Op grond van artikel 6:230m lid 1 onder p in combinatie met artikel 6:230v lid 7 BW moet op een duurzame gegevensdrager worden bevestigd voor welke periode de consument ten minste aan de overeenkomst gebonden is. Duidelijk moet dus zijn tegen welk moment de consument de overeenkomst op zijn vroegst kan beëindigen. Als de overeenkomst een bepaalde minimumduur heeft waarbinnen de consument de overeenkomst niet kan opzeggen, dan moet dat duidelijk worden genoemd. Als de overeenkomst niet zo’n termijn heeft, moet duidelijk zijn welke opzegtermijn er voor de overeenkomst geldt. Capabel heeft niet aangetoond dat deze informatie op een duurzame gegevensdrager aan [gedaagde] is verstrekt. Uit de informatie in de onderwijsovereenkomst blijkt immers niet tegen welke datum [gedaagde] de overeenkomst op zijn vroegst kon beëindigen. De kantonrechter is daarom van oordeel dat bij de bevestiging van de informatie artikel 6:230m lid 1 onder p BW is geschonden.
2.12.
Tot slot voldoet, zoals al overwogen, de bestelknop niet aan de eisen die daaraan gesteld worden.
2.13.
De kantonrechter stelt op grond van de hiervoor vastgestelde schendingen van informatieverplichtingen met toepassing van de (nu geldende) sanctierichtlijn de betalingsverplichting van [gedaagde] op 40% van de door Capabel gehanteerde prijs. Bij drie of meer voldoende ernstige schendingen en een onjuiste bestelknop wordt de betalingsverplichting namelijk verminderd met 60%. De kantonrechter ziet geen aanleiding om deze sanctie (of: redelijkheidscorrectie) achterwege te laten of lager vast te stellen, zoals Capabel heeft betoogd. Dat zou namelijk afbreuk doen aan het geldende sanctiebeleid.
2.14.
Het voorgaande betekent dat van de totale opleidingskosten (van € 4.806,-) 40% en dus € 1.922,40 door [gedaagde] verschuldigd is. [gedaagde] heeft al een bedrag van € 3.042,78,- betaald. Omdat dit bedrag hoger is dan de vergoeding waarop Capabel recht heeft, worden de vorderingen van Capabel afgewezen.

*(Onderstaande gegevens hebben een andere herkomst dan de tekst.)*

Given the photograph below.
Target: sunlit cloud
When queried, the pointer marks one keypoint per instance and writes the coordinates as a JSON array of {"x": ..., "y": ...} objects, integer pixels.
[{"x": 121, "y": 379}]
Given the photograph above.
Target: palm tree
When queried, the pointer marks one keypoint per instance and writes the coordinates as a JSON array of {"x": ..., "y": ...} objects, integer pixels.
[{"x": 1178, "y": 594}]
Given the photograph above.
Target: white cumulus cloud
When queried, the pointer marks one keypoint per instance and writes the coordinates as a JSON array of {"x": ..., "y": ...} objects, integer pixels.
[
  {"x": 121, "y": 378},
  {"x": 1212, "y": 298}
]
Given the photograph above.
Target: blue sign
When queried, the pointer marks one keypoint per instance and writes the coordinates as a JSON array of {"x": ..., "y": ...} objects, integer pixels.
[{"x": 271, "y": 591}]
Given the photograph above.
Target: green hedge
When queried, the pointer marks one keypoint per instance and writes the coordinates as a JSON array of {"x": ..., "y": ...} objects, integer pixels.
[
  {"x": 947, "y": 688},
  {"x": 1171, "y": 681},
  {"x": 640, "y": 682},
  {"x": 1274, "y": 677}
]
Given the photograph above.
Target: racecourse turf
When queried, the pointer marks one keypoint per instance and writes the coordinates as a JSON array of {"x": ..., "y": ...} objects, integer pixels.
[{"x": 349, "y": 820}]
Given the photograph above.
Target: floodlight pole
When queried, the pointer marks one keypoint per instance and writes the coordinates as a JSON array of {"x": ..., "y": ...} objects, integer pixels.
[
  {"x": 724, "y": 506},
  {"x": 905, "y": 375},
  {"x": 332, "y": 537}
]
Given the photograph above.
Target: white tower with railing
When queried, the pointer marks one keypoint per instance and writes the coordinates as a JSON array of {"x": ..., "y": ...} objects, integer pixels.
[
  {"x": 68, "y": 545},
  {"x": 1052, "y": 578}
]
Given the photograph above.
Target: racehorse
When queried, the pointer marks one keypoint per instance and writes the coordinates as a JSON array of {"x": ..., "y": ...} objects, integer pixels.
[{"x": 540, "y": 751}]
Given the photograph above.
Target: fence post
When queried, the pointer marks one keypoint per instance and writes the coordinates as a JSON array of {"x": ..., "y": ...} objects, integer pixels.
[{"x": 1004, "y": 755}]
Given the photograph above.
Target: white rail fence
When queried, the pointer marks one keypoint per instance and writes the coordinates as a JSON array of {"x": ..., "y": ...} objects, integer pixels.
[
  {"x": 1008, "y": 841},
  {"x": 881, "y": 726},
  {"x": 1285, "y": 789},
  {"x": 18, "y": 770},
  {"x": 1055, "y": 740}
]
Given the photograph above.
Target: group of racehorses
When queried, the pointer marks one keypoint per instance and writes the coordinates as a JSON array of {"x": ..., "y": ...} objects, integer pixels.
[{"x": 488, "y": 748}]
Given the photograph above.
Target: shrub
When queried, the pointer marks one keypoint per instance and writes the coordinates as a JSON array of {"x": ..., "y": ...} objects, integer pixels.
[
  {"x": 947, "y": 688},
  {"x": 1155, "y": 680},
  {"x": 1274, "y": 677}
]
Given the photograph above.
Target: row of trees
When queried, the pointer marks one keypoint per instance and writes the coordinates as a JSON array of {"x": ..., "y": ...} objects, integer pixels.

Capabel moet de proceskosten betalen
2.15.
De proceskosten komen voor rekening van Capabel, omdat zij ongelijk krijgt (artikel 237 Rv). De kantonrechter begroot de kosten die Capabel aan [gedaagde] moet betalen op € 816,- aan salaris voor de gemachtigde (4 punten × € 204,-) en € 102,- aan nakosten. Dat is in totaal € 918,-. Hier kan nog een bedrag bij komen als dit vonnis wordt betekend.
Dit vonnis is uitvoerbaar bij voorraad
2.16.
Dit vonnis wordt voor zover het de proceskostenveroordeling betreft uitvoerbaar bij voorraad verklaard, omdat [gedaagde] dat eist en Capabel daar geen bezwaar tegen heeft gemaakt (artikel 233 Rv). Dat betekent dat het vonnis meteen mag worden uitgevoerd, ook als één van de partijen aan een hogere rechter vraagt om de zaak opnieuw te beoordelen.

3.De beslissing

De kantonrechter:
3.1.
wijst de vordering van Capabel af;
3.2.
veroordeelt Capabel in de proceskosten, die aan de kant van [gedaagde] worden begroot op € 918,-;
3.3.
verklaart dit vonnis voor zover het de veroordeling onder 3.2 betreft uitvoerbaar bij voorraad.
Dit vonnis is gewezen door mr. M. Fiege en in het openbaar uitgesproken.